2008年11月6日木曜日

百五十三

 津田の辛防《しんぼう》しなければならない手術後の経過は良好であった。というよりもむしろ順当に行った。五日目が来た時、医者は予定通り彼のために全部のガーゼを取り替えてくれた後で、それを保証した。

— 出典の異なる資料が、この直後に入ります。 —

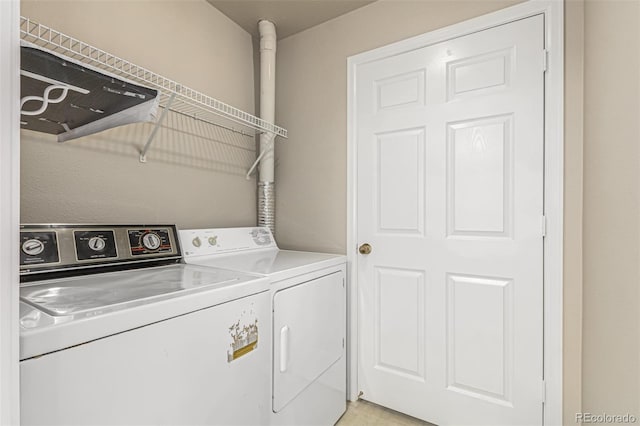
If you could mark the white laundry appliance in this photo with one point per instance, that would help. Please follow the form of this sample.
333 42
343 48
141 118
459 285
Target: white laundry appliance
116 331
308 295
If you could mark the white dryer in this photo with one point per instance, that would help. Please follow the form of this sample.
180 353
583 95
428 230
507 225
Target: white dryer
116 331
308 294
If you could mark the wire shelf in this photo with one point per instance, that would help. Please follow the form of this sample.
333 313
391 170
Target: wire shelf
186 101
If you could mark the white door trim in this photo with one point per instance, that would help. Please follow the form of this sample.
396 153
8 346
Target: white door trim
9 210
553 11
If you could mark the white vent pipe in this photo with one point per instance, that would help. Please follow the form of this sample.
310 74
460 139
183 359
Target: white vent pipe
266 182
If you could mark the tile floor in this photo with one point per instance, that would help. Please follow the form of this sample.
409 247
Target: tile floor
363 413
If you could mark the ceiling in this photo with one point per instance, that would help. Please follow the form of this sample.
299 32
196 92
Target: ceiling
289 16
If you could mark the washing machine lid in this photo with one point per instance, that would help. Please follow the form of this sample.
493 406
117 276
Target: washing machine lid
100 293
62 313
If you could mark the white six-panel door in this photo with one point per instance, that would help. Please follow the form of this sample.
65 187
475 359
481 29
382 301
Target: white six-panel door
450 197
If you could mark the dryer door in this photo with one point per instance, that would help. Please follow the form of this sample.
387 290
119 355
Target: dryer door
308 334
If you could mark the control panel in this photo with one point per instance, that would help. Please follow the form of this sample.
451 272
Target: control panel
203 242
47 248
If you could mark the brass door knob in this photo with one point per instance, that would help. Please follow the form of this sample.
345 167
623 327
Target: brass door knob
365 248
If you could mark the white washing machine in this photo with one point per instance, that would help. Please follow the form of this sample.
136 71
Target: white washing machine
115 331
308 294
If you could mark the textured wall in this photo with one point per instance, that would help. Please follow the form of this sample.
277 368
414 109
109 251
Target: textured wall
195 172
611 207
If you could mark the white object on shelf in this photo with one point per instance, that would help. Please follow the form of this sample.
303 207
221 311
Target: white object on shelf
187 101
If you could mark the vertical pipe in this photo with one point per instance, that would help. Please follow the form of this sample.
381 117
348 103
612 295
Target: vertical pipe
266 183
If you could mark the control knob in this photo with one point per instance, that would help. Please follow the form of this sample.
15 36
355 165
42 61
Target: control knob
97 243
32 247
151 241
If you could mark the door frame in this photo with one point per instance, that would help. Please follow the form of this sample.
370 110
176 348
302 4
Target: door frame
9 211
553 11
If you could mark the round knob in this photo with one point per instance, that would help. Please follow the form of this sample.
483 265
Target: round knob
365 248
32 247
97 243
151 241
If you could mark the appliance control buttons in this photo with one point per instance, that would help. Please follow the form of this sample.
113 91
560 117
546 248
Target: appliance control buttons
97 243
32 247
151 241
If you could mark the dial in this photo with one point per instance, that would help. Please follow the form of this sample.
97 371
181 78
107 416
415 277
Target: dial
151 241
32 247
97 243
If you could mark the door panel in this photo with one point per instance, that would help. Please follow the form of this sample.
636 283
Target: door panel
308 327
450 197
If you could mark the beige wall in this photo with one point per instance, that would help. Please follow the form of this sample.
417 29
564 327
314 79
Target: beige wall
611 209
311 165
573 188
195 172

「至極《しごく》好い具合です。出血も口元だけです。内部《なか》の方は何ともありません」
 六日目にも同じ治療法が繰り返された。けれども局部は前日よりは健全になっていた。
「出血はどうです。まだ止《と》まりませんか」
「いや、もうほとんど止まりました」
 出血の意味を解し得ない津田は、この返事の意味をも解し得なかった。好い加減に「もう癒《なお》りました」という解釈をそれに付けて大変喜こんだ。しかし本式の事実は彼の考える通りにも行かなかった。彼と医者の間に起った一場《いちじょう》の問答がその辺の消息を明らかにした。
「これが癒り損《そく》なったらどうなるんでしょう」
「また切るんです。そうして前よりも軽く穴が残るんです」
「心細いですな」
「なに十中八九は癒るにきまってます」
「じゃ本当の意味で全癒というと、まだなかなか時間がかかるんですね」
「早くて三週間遅くて四週間です」
「ここを出るのは?」
「出るのは明後日《みょうごにち》ぐらいで差支えありません」
 津田はありがたがった。そうして出たらすぐ温泉に行こうと覚悟した。なまじい医者に相談して転地を禁じられでもすると、かえって神経を悩ますだけが損だと打算した彼はわざと黙っていた。それはほとんど平生の彼に似合わない粗忽《そこつ》な遣口《やりくち》であった。彼は甘んじてこの不謹慎を断行しようと決心しながら、肚《はら》の中ですでに自分の矛盾を承知しているので、何だか不安であった。彼は訊《き》かないでもいい質問を医者にかけてみたりした。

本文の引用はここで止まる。